Once I get the submodule stuff fixed and do a release of llvm I'll let you know.
Hopefully some time tomorrow morning (UTC+8), but maybe in the afternoon.
February 27, 2017
On Monday, 27 February 2017 at 09:13:22 UTC, Mike Parker wrote:
> On Monday, 27 February 2017 at 08:37:56 UTC, Nicholas Wilson wrote:
>> On Sunday, 26 February 2017 at 08:37:29 UTC, Nicholas Wilson wrote:
>>> DCompute is an extension to LDC capable of generating code (with no language changes*) for NVIDIA's NVPTX for use with
>>
>> Hmm, I appear to have really mucked up the git submodules. Unfortunately I have a cold at the moment and fighting git is beyond me at the best of times but I'm completely stumped here, PRs appreciated. Once this is sorted I'll do a tag and release.
>>
>> Thanks for the appreciation, please let me know about your experiences/bug reports.
>
> Give the thumbs up on this and I'll put it on reddit in the next window.
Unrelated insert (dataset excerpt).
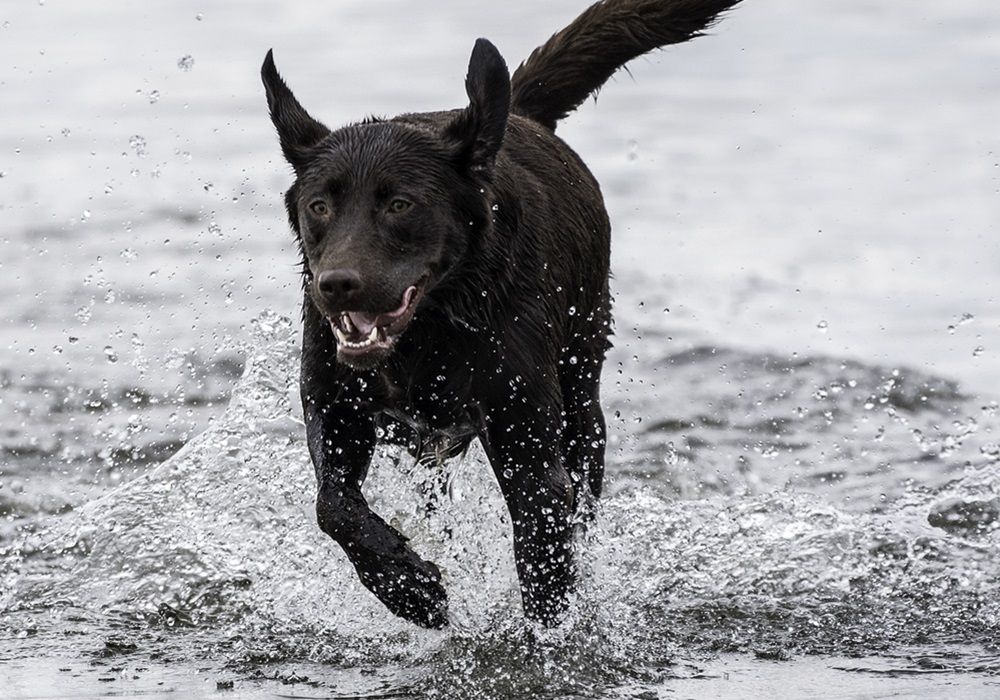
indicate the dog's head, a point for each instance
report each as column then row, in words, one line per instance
column 384, row 210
Actually I've got the submodules working so feel free to go ahead, the release is only for OSX for ldc's CI. If you could let me know when that window is I could post an AMA if I'm awake then.
February 27, 2017
On Monday, 27 February 2017 at 13:19:00 UTC, Nicholas Wilson wrote:

>
> Actually I've got the submodules working so feel free to go ahead, the release is only for OSX for ldc's CI. If you could let me know when that window is I could post an AMA if I'm awake then.

Now is a great time.

February 27, 2017
On Monday, 27 February 2017 at 13:19:00 UTC, Nicholas Wilson wrote:

>
> Actually I've got the submodules working so feel free to go ahead, the release is only for OSX for ldc's CI. If you could let me know when that window is I could post an AMA if I'm awake then.

Direct your AMA here:

https://www.reddit.com/r/programming/comments/5wgqmb/dcompute_native_heterogeneous_computing_for_d_is/
February 27, 2017
On Sunday, 26 February 2017 at 08:37:29 UTC, Nicholas Wilson wrote:
> This will enable writing kernels in D utilising all of D's meta programming goodness across the device divide and will allow launching those kernels with a level of ease on par with CUDA's <<<...>>> syntax.

Interesting to write kernels in D, since a limitation of CUDA is that you need to multiply the entry points to instantiate a template differently, and a limitation of OpenCL C is that you need templates and includes in the first place.

How does this work?
Does the host code need something like DerelictCL to work?